Dec. 20, 2016
Like many states, California assesses annual property tax on the value of aircraft located in its jurisdiction. Also, like most states, California’s tax code provides a “business inventory exemption” for property that is held for sale. Generally, this exemption has been applied to aircraft dealers of light, piston-powered aircraft.
In a recent Ventura County case however, NBAA Tax Committee Member George Rice successfully argued on behalf of a client that signing an aircraft listing agreement could allow the aircraft to qualify as business inventory during the time it was for sale.
Rice’s client owned a Gulfstream GV and signed a listing agreement with a local aircraft broker in the third quarter of 2010 to sell the aircraft. The aircraft was not sold until more than a year later, in the fourth quarter of 2011.
After a long legal battle, in September 2016, the Ventura County Appeals Board ruled that the aircraft did qualify as business inventory and ordered the assessed value for 2011 to be reduced to zero.
“With this decision, we now know for certain that owners of aircraft who have decided to sell, but who may not complete the sale in the current calendar year, can avoid the next year’s property tax bill, if they do it right,” said Rice, founder of aviation accounting firm BIZJETCPA.
By “do it right,” Rice means entering into a listing agreement that transfers care, custody and control of the aircraft to a broker and, once listed, treating the aircraft as inventory held for sale.
The provision of California law Rice applied in the 2011 case is based on the concept of consignment. To qualify for the business inventory exemption, an aircraft owner does not need to be in the business of selling aircraft (such as a broker or a dealer), but the owner must consign the aircraft to such a broker or dealer.

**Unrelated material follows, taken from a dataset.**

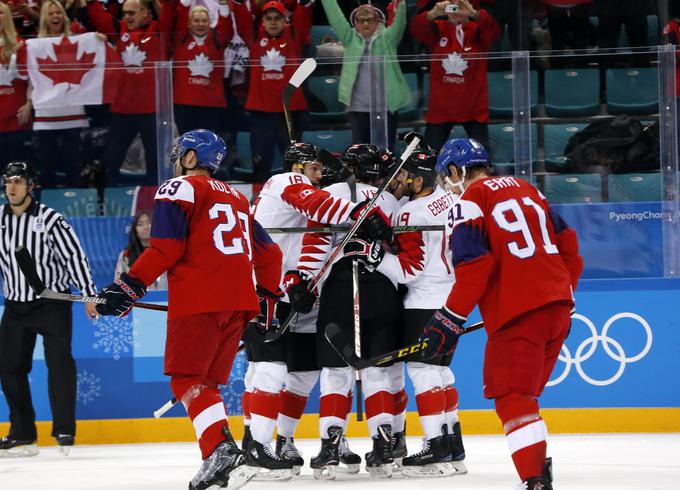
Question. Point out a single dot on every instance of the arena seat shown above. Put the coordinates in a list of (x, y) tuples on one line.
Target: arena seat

The California Board of Equalization Assessors Handbook states, “The business inventory exemption is available to owners who have validly put their vessel or aircraft up for consignment to a consignor.”
In legal terms, a consignor is a company that sells property and will be compensated for marketing and completing the sale, but does not take title of the property. Properly structured, “that’s exactly what an aircraft listing agreement does,” said Rice.
Treating the aircraft as “inventory held for sale” requires operating the aircraft in a consistent manner. The aircraft should be flown only for demonstration and maintenance flights, not for business trips or charter. Treating the aircraft in this manner also affects the owner’s federal and state tax filings for the aircraft. For example, depreciation of any remaining tax basis of the aircraft should be suspended when the listing agreement is signed.
After the Ventura County Appeals Board held in favor of Rice’s client, the aircraft owner received a full refund of all property tax paid for 2011, including interest. Although appeals board rulings cannot be cited as authoritative, nor do they establish precedence, tax advisors now have a pattern to follow in their efforts to make this exemption available to other aircraft owners in California.